# are 1st yr income taxes due upon moving to HK



## Dawei (Jul 22, 2013)

I'll be moving to HK in a few months with a company who has never relocated an american there, but on one of my recent trips to HK I was working with some property agents and talking about my dream to move there and they told me that when someone relocates to Hong Kong that they need to pay their anticipated first year's income taxes upfront, sort of as a barrier to entrance to keep immigration down. What have your experiences been with income taxes as an expat living in HK?

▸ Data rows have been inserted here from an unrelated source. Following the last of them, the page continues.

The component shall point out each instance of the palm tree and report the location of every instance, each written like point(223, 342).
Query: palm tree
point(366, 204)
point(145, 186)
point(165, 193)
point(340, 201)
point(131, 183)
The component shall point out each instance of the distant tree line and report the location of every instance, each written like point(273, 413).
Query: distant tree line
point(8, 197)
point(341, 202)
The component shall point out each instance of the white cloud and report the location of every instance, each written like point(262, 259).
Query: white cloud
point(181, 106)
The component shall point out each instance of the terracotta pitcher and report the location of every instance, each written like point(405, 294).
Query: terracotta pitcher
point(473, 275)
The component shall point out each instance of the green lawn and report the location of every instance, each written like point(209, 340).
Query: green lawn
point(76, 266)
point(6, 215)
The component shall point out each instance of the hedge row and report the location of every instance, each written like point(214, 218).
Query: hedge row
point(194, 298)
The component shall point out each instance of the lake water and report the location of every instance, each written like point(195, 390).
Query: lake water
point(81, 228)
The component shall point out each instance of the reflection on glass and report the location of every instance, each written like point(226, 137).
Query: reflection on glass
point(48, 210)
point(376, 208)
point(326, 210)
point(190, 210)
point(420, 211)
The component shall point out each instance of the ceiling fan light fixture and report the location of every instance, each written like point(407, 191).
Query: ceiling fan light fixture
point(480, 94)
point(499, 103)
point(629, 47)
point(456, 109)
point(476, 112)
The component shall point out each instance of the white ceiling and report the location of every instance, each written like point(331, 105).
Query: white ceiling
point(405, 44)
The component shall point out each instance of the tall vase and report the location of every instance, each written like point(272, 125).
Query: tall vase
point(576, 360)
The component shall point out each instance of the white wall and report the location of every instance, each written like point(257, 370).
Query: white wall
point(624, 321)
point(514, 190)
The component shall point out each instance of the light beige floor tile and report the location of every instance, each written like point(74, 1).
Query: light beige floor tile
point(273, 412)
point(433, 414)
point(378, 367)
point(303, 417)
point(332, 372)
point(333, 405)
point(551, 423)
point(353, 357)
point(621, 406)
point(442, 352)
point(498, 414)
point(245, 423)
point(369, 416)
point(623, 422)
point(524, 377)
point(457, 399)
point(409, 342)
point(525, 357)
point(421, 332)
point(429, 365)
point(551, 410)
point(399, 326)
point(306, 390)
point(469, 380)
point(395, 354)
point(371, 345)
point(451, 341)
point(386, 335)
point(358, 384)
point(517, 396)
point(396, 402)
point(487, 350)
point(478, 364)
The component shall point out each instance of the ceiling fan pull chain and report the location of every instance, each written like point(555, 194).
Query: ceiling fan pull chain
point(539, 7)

I've traveled to HK over 20 times on business and know I will love living there, but want to make sure I fully understand all of the financial costs before I get to the point of discussing a relocation package, lest I short myself.

Thanks,
David, AKA: DaWei


----------



## franjelley (Jul 22, 2013)

there is no double taxation relief agreement between usa and hong kong, (none between hong kong and australia yet either). If there were, you just lodge one form in your place of residence and add overseas income into it but with relief because you declare the tax credit for the 2nd country on that form. So you might end up paying too much tax unless you have lots of deductions from the 2nd country which are justifiable. I understand as an amateur that one form/one country is the norm, and you add other overseas income to that form. that is what i do here in aust with usa income.There is a long sticky about tax on the site and you will no doubt get comfort from that, but it wont be a subject you understand overnight. however, accountants are almost magicians. My father was an accountant who became a clergyman and he taught me a long time ago "you dont have to cheat on your tax, you just learn to understand the rules and work accordingly".
I am sure that sticky will be a big help. I have worked thru this stuff with aust and usa and now just about to work thru it with aust and hkg. its challenging but freedom of information is a wonderful thing.. just keep nagging at IRS and equiv in hkg until you get it.


----------



## Southerncalm (Jan 3, 2014)

Being from America if you will be in HK more than a year you can quality for the Expat tax credit
I just covered part of this on another link
If you work legally outside of the USA as an American if you follow the guidelines 
the fits $94k or so is tax free from federal taxes
if you live in a state that charges income tax you will still have to pay it
unless you change your residence to a no income tax state before you move
I rented a room at an extended stay motel in Vegas for 3 months
changed my car registration, drivers license and registered to vote in Nevada
was rarely there, but that did not matter
Now zero state income tax on money made outside America
and the first $94k or so is no fed tax
however anything over the $94k is taxed at the full bracket rate of your entire income
there are a few things you have to do the first year or you don't qualify
but there are lots of good expat tax prep companies that can help

cant help you on the other part about HK income tax, but knowing your not gonna double pay up to the $94 should be some help on both sides

Good luck


----------